AHA Session 149
Society for the History of Authorship, Reading, and Publishing 1
Society for the History of Authorship, Reading, and Publishing 1
Saturday, January 8, 2022: 8:30 AM-10:00 AM
Galerie 5 (New Orleans Marriott, 2nd Floor)
Chair:
Paula Findlen, Stanford University
Papers:
Comment:
The Audience
Session Abstract
This session, sponsored by the Society for the History of Authorship, Reading, and Publishing, offers three case studies of early modern scientific books that circulated in Europe and the early Atlantic World. This panel emphasizes the importance of the physical book to historical study by examining books’ generative processes and the rich afterlives of individual texts.
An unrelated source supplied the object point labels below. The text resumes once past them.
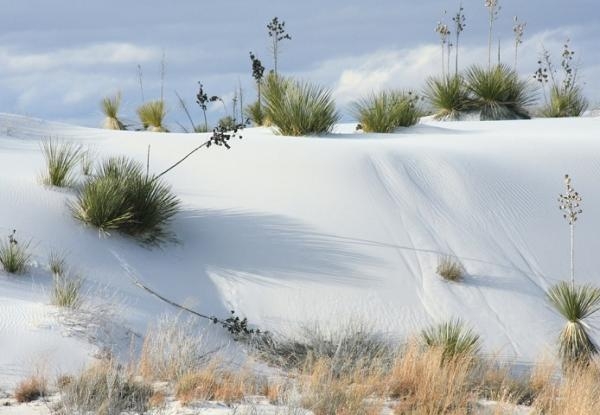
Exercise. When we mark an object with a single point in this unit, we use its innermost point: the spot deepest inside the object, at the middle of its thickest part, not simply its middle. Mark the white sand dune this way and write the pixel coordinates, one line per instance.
(288, 231)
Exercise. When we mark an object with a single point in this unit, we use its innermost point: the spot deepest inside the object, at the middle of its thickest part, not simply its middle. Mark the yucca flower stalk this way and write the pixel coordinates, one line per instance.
(444, 32)
(493, 10)
(570, 204)
(519, 30)
(459, 26)
(575, 304)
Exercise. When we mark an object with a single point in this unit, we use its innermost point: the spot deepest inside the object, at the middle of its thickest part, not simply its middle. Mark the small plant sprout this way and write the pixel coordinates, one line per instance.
(459, 25)
(493, 7)
(276, 30)
(519, 31)
(570, 203)
(444, 32)
(14, 255)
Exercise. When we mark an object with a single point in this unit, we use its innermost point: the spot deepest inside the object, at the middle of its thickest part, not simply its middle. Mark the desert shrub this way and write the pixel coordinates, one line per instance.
(31, 389)
(498, 93)
(61, 158)
(110, 107)
(171, 349)
(298, 108)
(453, 338)
(66, 291)
(14, 255)
(565, 102)
(450, 269)
(227, 123)
(152, 115)
(575, 304)
(449, 97)
(122, 197)
(386, 111)
(424, 381)
(104, 389)
(216, 382)
(349, 347)
(255, 113)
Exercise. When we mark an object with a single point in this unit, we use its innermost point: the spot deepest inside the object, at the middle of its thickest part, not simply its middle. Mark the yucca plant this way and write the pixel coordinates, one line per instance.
(386, 111)
(453, 338)
(498, 93)
(565, 102)
(152, 115)
(110, 107)
(61, 157)
(449, 96)
(14, 255)
(575, 304)
(122, 197)
(298, 108)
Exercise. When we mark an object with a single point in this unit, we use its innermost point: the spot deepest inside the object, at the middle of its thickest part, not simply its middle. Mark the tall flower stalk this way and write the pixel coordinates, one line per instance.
(459, 25)
(570, 203)
(519, 30)
(444, 32)
(493, 7)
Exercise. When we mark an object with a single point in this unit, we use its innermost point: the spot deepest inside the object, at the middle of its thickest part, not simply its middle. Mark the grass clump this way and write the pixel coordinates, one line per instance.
(298, 108)
(453, 338)
(110, 107)
(14, 255)
(152, 115)
(449, 97)
(122, 197)
(103, 389)
(61, 158)
(498, 93)
(565, 102)
(31, 389)
(66, 291)
(575, 304)
(386, 111)
(450, 269)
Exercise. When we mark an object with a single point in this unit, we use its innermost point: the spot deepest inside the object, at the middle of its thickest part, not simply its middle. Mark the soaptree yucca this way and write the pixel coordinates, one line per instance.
(498, 93)
(449, 97)
(453, 338)
(152, 115)
(110, 107)
(298, 108)
(575, 304)
(122, 197)
(386, 111)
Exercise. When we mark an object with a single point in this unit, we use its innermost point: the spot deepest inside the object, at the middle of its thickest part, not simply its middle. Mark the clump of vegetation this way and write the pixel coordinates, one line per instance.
(14, 255)
(453, 338)
(277, 33)
(575, 304)
(449, 97)
(450, 269)
(122, 197)
(498, 93)
(104, 388)
(386, 111)
(110, 107)
(298, 108)
(31, 389)
(566, 97)
(61, 158)
(152, 115)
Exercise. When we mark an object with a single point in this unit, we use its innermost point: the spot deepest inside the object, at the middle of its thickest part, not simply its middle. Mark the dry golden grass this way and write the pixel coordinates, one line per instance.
(31, 389)
(214, 382)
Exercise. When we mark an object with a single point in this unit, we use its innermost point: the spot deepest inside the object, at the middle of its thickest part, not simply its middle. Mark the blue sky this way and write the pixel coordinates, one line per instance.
(59, 58)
Book history and material texts methodologies in this vein can reveal complicated stories and hidden actors, and in the case of early modern scientific books, the presenters on this panel collectively demonstrate how books themselves become sites of scientific engagement, vehicles for larger political or national movements, and mediators of knowledge. Megan Piorko examines seventeenth-century European alchemical works as material objects, examining the ways readers physically interacted with books to craft new purposes and functions distinct from what came from the press. Attentive to alterations and annotations made to specific alchemical texts, Piorko traces how readers and annotators transformed circulating alchemical knowledge. Scientific knowledge was not just constructed through textuality, but through printed images and other visual aids. Katherine Reinhart characterizes scientific images as a negotiation between scientific authors and illustrators; in her presentation she will focus on the publications of the Académie royale des sciences in Paris to flesh out this concept, all the while interrogating the broader role images played in disseminating scientific knowledge. Finally, Hannah Anderson examines English herbals and the work they do to facilitate colonization and empire-building. She shows that in the seventeenth century, the work of English “herbarists” on one hand made plants and plant-related knowledge gained from imperial expansion accessible to broader public. At the same time, the proliferation of these herbals made it easier for English citizens to imagine assimilating not only plants, but people. The three presentations considered together will demonstrate strategies for centering book-objects and book historical methods in narratives of early modern science while illuminating comparative contexts for early modern scientific books.